College grads are getting jobs.



In retail.
 
Who says college grads aren't finding good jobs? I haven't really heard much whining about the job market in the last year or two? The people we have entrusted to measure these statistics you say you won't believe so I have no idea what you are basing your idea of reality on. Is it the tiny segment of the population you personally know? Ramblings on an internet forum or facebook? How about you look at unemployment claims? People are doing just fine in my area. I found a job in 2 days making a six figure salary. My girlfriend just got a job with a 55% pay increase. We are both college grads. My hospital is offering huge bonuses for nurses. In my liberal brainwashing factory (ie: college) educated friends group, I've seen 4 postings on facebook this week by people advertising for jobs that need filling at their companies. The only person who is unemployed in my family is my sister who is a dead beat drug addict with no education. I think this narrative that was true 6 years ago you and your lot have have been unwilling to let go off (because it doesn't give you any of the blame for not doing well economically) is preventing you from seeing the truth that our economy is doing okay and education is still the path to a middle class life now that we are out of the recession.

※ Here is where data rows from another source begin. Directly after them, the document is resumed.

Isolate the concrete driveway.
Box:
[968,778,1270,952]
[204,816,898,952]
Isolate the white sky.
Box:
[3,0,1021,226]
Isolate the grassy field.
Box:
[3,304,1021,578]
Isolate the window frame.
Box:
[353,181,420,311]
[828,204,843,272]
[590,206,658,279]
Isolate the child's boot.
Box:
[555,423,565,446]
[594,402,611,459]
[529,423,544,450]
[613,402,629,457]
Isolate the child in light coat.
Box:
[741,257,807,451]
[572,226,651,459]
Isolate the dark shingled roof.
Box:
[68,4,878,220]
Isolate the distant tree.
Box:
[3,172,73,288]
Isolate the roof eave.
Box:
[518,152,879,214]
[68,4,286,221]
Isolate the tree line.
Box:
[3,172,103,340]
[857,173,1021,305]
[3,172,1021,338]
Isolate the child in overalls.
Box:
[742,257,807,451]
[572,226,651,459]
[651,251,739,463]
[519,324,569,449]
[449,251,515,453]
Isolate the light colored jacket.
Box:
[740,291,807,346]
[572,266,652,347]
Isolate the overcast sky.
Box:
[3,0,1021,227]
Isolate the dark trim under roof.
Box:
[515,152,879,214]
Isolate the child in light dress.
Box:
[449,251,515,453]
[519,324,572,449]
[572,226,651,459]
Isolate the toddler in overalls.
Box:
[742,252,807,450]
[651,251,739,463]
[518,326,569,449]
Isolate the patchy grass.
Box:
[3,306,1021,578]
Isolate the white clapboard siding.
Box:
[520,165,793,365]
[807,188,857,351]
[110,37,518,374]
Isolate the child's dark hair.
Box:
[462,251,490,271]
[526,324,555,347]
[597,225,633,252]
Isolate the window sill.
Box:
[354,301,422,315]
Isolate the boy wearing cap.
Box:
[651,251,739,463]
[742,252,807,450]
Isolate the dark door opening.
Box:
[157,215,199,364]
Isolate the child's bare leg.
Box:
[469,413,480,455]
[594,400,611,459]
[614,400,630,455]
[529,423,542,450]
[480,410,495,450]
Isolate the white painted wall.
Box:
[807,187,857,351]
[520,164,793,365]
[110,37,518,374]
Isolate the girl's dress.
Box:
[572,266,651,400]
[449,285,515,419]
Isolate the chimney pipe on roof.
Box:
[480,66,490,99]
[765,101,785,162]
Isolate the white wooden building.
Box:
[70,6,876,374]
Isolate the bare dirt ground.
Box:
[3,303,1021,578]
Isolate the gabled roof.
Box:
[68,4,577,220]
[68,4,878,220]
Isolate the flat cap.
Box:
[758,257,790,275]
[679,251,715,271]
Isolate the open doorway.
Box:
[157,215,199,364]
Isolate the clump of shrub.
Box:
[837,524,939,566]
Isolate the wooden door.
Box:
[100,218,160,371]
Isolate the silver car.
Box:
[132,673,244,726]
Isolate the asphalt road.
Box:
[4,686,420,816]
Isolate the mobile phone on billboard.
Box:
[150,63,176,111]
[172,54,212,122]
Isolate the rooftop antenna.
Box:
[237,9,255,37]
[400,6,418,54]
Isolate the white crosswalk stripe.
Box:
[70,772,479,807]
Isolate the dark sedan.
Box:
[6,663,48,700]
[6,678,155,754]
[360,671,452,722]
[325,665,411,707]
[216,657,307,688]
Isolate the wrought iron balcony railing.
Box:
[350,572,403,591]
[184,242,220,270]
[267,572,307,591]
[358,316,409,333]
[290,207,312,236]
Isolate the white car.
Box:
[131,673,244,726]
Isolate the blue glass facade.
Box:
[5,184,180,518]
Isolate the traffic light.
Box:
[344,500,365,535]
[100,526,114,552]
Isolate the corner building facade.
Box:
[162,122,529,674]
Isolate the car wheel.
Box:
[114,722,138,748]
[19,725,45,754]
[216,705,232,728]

We cannot win economically by going nativist and protectionist just because segments of our population (who largely won't vote for a person offering to raise the minimum wage) won't get with the times and realize they need to finish high school and at least go to community college or tech school to learn a skill. Our government, federal, state, and local, can be doing a lot more to make this easier for people, but its still a choice people are not making.

Look at the labor participation rate and unemployment rate with less than high school and only high school education vs having some college or a degree. Bachelors degree = 2.5% unemployment

https://www.bls.gov/news.release/empsit.t04.htm

Your entire narrative is 100% off base.

If you believe it then it must be true. ;)
 
Because that is the response you'll get from them here. They'll pose the question, what happened to all the horse buggy makers when the car came into its own. And some will come right out and say, all those people will have to retrain to become robot technicians.

When have they said that? The GOP response to job questions is deregulate and lower taxes. I haven't heard them say a thing about government getting involved in retraining citizens for the new economy. That's been a democrat position the last few elections.